InetSoft Webinar: Solve Problems With Better Data Management

This is the continuation of the transcript of a Webinar titled "Why MDM?” hosted by InetSoft. The speaker is Christopher Wren, Principal Consultant at TFI Consulting.

I think we need to again take that step back and say, all right, what's the business problem that I am trying to solve with better data management. Can I tie it to something like a reduction in mailing labels? That's a very specific business problem that customer data integration can help solve.

If we can take that step back, let me bite off a bit that I know I can do, and then build from that more and more into this master data management environment. So how do I keep my eye on the prize which is a full blown MDM environment, but act locally by coming up with some small piece that I can accomplish in a fairly decent amount of time?
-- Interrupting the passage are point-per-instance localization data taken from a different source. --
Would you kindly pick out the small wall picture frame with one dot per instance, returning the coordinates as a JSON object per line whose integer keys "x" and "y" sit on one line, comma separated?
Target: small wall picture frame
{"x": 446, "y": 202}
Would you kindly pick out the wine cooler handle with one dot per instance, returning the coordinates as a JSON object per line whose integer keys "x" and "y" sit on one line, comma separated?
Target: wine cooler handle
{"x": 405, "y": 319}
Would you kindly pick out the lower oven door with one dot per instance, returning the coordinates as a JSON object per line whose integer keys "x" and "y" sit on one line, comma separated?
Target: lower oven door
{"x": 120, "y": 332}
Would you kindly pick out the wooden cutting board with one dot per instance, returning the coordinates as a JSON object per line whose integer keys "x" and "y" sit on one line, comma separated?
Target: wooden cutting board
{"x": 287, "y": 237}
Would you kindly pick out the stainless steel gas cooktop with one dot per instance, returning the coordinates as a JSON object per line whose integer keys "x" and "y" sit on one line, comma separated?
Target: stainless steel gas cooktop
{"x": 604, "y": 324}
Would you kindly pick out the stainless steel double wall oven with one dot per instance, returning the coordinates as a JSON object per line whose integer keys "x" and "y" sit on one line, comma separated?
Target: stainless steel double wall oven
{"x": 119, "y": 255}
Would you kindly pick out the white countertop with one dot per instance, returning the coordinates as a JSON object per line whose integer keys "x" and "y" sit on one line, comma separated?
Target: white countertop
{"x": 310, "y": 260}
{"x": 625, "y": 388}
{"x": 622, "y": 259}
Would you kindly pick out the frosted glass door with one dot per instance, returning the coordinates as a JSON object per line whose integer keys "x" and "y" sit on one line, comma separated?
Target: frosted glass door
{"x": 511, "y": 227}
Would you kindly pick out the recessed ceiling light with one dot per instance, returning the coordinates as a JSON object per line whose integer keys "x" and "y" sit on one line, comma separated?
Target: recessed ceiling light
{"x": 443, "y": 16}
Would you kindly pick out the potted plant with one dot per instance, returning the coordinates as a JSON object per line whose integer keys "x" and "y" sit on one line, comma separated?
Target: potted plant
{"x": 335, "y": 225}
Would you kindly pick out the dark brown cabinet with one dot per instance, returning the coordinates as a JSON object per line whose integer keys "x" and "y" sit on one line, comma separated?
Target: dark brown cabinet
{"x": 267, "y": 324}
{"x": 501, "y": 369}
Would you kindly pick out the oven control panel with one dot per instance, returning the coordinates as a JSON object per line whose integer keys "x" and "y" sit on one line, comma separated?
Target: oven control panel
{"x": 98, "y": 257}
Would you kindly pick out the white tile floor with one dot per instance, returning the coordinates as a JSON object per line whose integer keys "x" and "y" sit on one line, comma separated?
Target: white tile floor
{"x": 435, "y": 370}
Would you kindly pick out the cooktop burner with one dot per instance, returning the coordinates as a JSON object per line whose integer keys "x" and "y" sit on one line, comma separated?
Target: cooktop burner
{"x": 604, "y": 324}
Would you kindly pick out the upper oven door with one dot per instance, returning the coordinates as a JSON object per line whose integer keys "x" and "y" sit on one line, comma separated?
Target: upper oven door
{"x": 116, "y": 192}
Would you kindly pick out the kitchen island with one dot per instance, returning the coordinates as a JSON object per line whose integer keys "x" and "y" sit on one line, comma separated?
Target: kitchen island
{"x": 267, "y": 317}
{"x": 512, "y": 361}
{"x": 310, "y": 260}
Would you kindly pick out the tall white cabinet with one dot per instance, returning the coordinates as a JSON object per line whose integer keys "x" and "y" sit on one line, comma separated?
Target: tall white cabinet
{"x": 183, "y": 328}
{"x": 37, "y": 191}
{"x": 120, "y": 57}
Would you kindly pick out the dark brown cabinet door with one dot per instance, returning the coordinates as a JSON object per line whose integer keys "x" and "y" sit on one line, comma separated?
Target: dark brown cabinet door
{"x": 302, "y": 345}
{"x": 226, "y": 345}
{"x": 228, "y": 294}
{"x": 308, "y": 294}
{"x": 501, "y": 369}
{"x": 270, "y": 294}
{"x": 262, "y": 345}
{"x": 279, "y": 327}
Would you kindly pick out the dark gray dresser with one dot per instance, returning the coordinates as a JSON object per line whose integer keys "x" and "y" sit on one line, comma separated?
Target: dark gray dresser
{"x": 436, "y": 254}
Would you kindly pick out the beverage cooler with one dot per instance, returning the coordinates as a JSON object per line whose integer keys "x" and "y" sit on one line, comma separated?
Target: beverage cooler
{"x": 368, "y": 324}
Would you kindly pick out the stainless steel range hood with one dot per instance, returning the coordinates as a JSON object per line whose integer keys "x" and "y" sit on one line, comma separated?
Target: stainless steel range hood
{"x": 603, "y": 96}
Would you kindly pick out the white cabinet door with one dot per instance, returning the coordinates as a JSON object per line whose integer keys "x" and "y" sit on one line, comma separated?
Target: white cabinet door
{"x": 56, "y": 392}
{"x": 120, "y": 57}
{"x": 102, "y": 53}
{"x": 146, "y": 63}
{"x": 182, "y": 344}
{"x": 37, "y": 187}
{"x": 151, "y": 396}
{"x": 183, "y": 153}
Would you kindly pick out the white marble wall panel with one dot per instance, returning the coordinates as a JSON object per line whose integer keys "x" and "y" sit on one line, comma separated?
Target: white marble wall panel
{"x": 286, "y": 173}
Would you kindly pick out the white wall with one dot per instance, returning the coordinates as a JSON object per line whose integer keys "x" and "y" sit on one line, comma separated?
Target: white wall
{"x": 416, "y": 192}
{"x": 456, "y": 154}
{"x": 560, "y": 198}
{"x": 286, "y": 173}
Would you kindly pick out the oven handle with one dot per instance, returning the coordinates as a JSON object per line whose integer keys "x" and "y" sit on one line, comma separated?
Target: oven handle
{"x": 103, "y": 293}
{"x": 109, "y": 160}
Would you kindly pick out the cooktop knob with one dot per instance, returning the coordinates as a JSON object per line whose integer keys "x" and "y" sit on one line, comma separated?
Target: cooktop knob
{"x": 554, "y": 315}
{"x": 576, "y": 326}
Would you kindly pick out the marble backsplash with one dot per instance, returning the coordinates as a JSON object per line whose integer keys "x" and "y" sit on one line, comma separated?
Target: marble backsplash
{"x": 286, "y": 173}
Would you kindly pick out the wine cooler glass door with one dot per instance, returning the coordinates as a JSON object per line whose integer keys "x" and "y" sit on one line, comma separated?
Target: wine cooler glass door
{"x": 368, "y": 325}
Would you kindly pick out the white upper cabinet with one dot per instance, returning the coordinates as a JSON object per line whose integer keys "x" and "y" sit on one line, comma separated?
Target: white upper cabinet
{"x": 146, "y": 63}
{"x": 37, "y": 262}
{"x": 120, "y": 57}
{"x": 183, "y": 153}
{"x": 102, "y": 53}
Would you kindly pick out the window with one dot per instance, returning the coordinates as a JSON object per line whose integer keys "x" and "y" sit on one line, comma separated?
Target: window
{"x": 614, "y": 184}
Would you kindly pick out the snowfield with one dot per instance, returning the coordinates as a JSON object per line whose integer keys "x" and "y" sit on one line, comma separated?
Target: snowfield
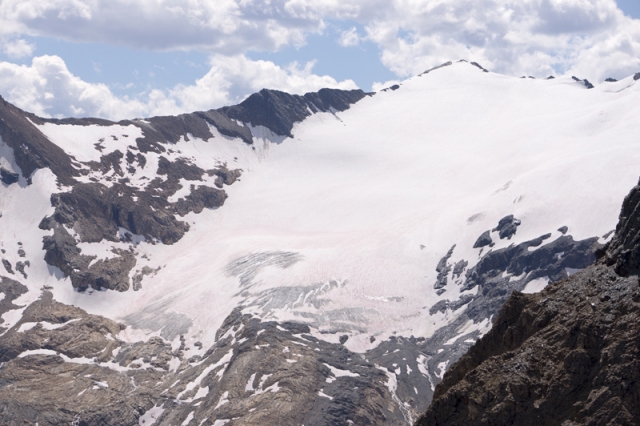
{"x": 342, "y": 226}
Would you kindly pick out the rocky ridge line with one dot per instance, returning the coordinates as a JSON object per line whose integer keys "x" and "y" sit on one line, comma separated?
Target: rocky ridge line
{"x": 567, "y": 355}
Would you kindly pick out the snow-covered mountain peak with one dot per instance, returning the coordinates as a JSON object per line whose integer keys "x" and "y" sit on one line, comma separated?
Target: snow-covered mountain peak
{"x": 386, "y": 229}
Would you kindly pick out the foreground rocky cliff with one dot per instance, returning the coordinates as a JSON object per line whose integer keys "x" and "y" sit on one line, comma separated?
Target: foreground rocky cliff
{"x": 568, "y": 355}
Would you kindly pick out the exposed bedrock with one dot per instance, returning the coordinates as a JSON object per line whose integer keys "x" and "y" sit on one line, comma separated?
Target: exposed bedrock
{"x": 278, "y": 111}
{"x": 568, "y": 355}
{"x": 51, "y": 372}
{"x": 507, "y": 227}
{"x": 94, "y": 212}
{"x": 483, "y": 240}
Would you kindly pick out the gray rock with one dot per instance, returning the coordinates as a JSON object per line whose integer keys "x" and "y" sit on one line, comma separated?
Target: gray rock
{"x": 443, "y": 268}
{"x": 507, "y": 227}
{"x": 7, "y": 266}
{"x": 483, "y": 240}
{"x": 8, "y": 177}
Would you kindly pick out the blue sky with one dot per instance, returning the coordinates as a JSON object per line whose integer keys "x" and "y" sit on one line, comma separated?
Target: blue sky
{"x": 110, "y": 58}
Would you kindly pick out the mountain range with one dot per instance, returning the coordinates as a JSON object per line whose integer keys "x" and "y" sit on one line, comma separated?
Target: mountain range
{"x": 335, "y": 258}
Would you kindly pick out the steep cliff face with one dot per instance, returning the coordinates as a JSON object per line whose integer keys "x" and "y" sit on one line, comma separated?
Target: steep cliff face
{"x": 568, "y": 355}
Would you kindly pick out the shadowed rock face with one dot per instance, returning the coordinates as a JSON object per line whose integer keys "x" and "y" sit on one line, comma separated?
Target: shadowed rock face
{"x": 568, "y": 355}
{"x": 278, "y": 111}
{"x": 108, "y": 207}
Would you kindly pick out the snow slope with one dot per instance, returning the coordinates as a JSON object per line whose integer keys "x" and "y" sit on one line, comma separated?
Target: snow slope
{"x": 342, "y": 226}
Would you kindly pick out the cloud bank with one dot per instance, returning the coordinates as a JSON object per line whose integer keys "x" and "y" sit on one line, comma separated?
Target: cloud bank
{"x": 589, "y": 38}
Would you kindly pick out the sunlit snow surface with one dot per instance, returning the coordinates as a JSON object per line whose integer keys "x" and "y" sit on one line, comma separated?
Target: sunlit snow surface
{"x": 342, "y": 226}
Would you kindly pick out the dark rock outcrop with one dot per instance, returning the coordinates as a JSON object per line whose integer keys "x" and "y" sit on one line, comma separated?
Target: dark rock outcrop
{"x": 8, "y": 177}
{"x": 507, "y": 227}
{"x": 568, "y": 355}
{"x": 99, "y": 202}
{"x": 31, "y": 149}
{"x": 483, "y": 240}
{"x": 443, "y": 268}
{"x": 278, "y": 111}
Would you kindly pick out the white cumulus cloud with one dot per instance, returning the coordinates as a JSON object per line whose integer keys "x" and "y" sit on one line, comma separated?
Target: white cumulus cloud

Well you know some companies don’t need MDM. Master data management isn’t as necessary when all your data is in one place, and your data doesn’t change very much. And your executives don’t want to participate in this M&A theory. Then you probably don’t need it.

The real need for master data management comes when everyone has a different definition of customer or product or whatever metric in the financial data, and it’s scattered in 22 different systems around the company. Then you have a problem. Because companies are already starting to proliferate databases, how do you reconcile all that data that’s already been used on a day to day basis? That's where MDM really shines.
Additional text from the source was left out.